J’ai eu la visite d’une bonne dizaine de globicéphales pendant que je nettoyais le bateau. Pendant ma pause de l’après-midi, j’ai eu un beau quarante minutes avec ces baleines, d’énormes bélugas noirs avec un aileron sur le dos et des nageoires assez allongées devant. C’est une baleine à dents. Il y avait une famille avec un bébé. Elles sont restées autour de moi. Des fois, c’est un peu épeurant, parce que les baleines viennent proches. Après vingt minutes, je les ai observées. Elles ont fait le tour de l’embarcation plusieurs fois. C’était extraordinaire, même un peu épeurant des fois. On dirait qu’elles faisaient des caucus et revenaient près de moi et faisaient des bulles sous mon bateau. C’était impressionnant de voir des baleines de cette taille-là foncer sur moi très rapidement. Ça m’a toujours un peu fait peur. Mais elles sont tellement mignonnes. Je pense que c’est mon animal préféré parce que les dauphins sont trop rapides. Ils viennent et repartent parce que je ne vais pas assez vite. Ils sont impatients. Les globicéphales par contre restent longtemps.

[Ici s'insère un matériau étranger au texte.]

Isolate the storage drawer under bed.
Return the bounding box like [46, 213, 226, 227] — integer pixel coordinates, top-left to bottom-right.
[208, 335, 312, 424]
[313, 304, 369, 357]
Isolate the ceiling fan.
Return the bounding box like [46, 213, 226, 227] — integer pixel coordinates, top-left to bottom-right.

Aujourd’hui, j’ai pris mon bain sur le pont. Ça faisait longtemps. Je ne veux pas vous dire ça faisait combien de temps parce que vous allez trouver ça horrible. C’était vraiment agréable de se laver. Je n’avais jamais de conditions pour le faire. Je suis toujours en train d’avoir des dépressions, il y a toujours des vents contraires et je suis toujours enfermée dans ma cabine. Alors c’était excellent de prendre son bain, de brosser mes cheveux et de laver le bateau un peu.

La plus grosse dépression que je n’ai jamais eue depuis le début de la traverse se prépare. J’ai donc préparé l’embarcation à la recevoir. J’attends, je pense, 45 nœuds de vent. C’est comme si je suis tellement habituée à une dépression, c’est normal d’être dans des vents aussi intenses. Alors j’ai fait du home staging avec ma cabine : j’ai tout nettoyé, j’ai fermé les petites sacoches de chaque côté, j’ai enlevé tout ce qui était un peu trop personnel, les petits bidules, les petits toutous, les petits trucs, des cadeaux, les choses qui traînaient sur la tablette de mon panneau électrique et j’ai tout rangé dans les étuis et les compartiments étanches. J’ai fait de l’eau et j’ai tout préparé l’embarcation. Ce qui est très malheureux par contre, c’est que je n’ai pas pu emmagasiner assez d’électricité parce qu’hier, c’était le brouillard intense et mes panneaux solaires n’ont pas fourni et il n’y avait presque pas de vent. Alors mon éolienne et les panneaux n’ont pas chargé suffisamment. Donc, je suis à 11,8 volts présentement.